Plan early to get ahead. For optimal results, don’t wait until the very last minute to launch a seasonal campaign. Once you’ve pinned down what holidays and important events you want to work with, start planning — anywhere from three to six months is the standard — to determine the following:
- Your offer: What are you hoping to sell? What special deals are you offering?
- The channels you’ll be using: Keep in mind that different channels require different lead times. Figure out what channels you’ll be using and plan scheduling times accordingly. Be sure to allow some time for A/B testing and data collection. Note that you should run your social media and email campaigns the earliest to create buzz.
- Whether your assets are organized: Your campaigns will require specific on-brand visual and written content. Make sure you’re making requests early so that you’ll have everything you need come time for the campaign.

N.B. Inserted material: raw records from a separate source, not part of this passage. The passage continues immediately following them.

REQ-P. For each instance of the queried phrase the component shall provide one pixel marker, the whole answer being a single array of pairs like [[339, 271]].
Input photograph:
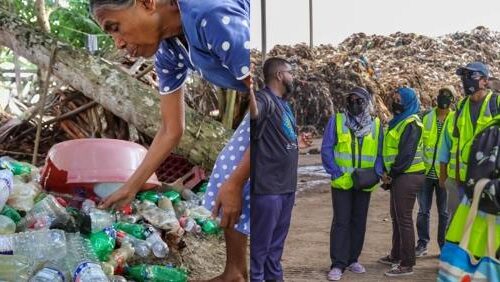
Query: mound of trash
[[165, 234], [380, 64]]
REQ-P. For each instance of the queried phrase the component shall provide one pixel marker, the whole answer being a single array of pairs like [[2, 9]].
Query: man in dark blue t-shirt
[[274, 160]]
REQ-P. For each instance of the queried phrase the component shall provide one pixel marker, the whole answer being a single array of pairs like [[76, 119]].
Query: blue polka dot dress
[[226, 163]]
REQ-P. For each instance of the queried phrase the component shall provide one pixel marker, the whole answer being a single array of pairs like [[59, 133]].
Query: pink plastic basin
[[84, 162]]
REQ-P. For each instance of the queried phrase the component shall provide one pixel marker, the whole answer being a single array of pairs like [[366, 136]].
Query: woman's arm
[[166, 139]]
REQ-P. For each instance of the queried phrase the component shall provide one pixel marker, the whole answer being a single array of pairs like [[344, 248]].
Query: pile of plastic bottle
[[42, 238]]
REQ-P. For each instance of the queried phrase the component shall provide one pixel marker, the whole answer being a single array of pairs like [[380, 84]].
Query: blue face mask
[[470, 85]]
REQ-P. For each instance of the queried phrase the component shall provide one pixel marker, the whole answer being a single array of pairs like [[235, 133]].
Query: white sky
[[335, 20]]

- Whether your technicals are all in place: What good is running an online seasonal campaign if your site’s check-out flow breaks on the customer? Be sure that your website can handle heavy surges of traffic.
Keep up to date with your overall seasonal campaign by working off a breathing document that keeps track of essentials such as timing and frequency of content publish dates.
Offer something different: The word “seasonal” implies that people can’t get a particular product, deal, or discount at any other time during the year. Be sure to offer something that your competitors aren’t, such as a limited-edition product that’s only valid during a specific timeframe.
Don’t Offend, Only Delight
Although seasonal marketing campaigns can be delightful to plan, they can also be tricky to get right. If executed the wrong way, you can risk your brand’s reputation and turn off customers. A few tips to consider:
- Don’t reinforce stereotypes.
- Don’t try to be funny unless you’re 100% sure you can pull it off.
- If you’re using slang in your copy, do a quick Google search to make sure it’s appropriate.
- Ask people within your team for feedback.